Using an 'if and only if' rule to prove an 'if' statement (in Isabelle)

Question

I am trying to use a limited set of rules to prove a lemma in Isabelle using the apply method. This set of rules contains disj_not1 which is (P --> Q) = (\<not> P \/ Q).

I had the subgoal (P --> Q) ==> (\<not> P \/ Q), so I thought 'Aha! Here is a place for me to use my rule disj_not1'. But unfortunately, disj_not1 is an 'if and only if' rule not an 'if' rule, and Isabelle objects. Yet the 'if and only if' rule should be enough to prove it (more than enough really).

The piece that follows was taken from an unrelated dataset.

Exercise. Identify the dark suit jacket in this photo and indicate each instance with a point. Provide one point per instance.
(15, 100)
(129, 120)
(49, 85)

Is this possible, and if so, how can it be done?

Answer 1

What I sometimes do in such situations is to create the required rule in an ad hoc fashion as follows:

apply (rule disj_not1 [THEN iffD1])

where iffD1 is the fact

?Q = ?P ⟹ ?Q ⟹ ?P

If you need the direction from right to left, you can use iffD2 instead.

Answer 2

There is the subst method. apply (subst foo) will apply an equational rule by rewriting the first instance of the left-hand side of the rule in the goal with the corresponding instance of the right-hand side. You can specify other occurrences with subst (2 3) e.g. to rewrite the second and third occurrence. In order to rewrite in the assumptions of the current goal, you need to do subst (asm). To rewrite the second occurrence in an assumption, write subst (asm) (2).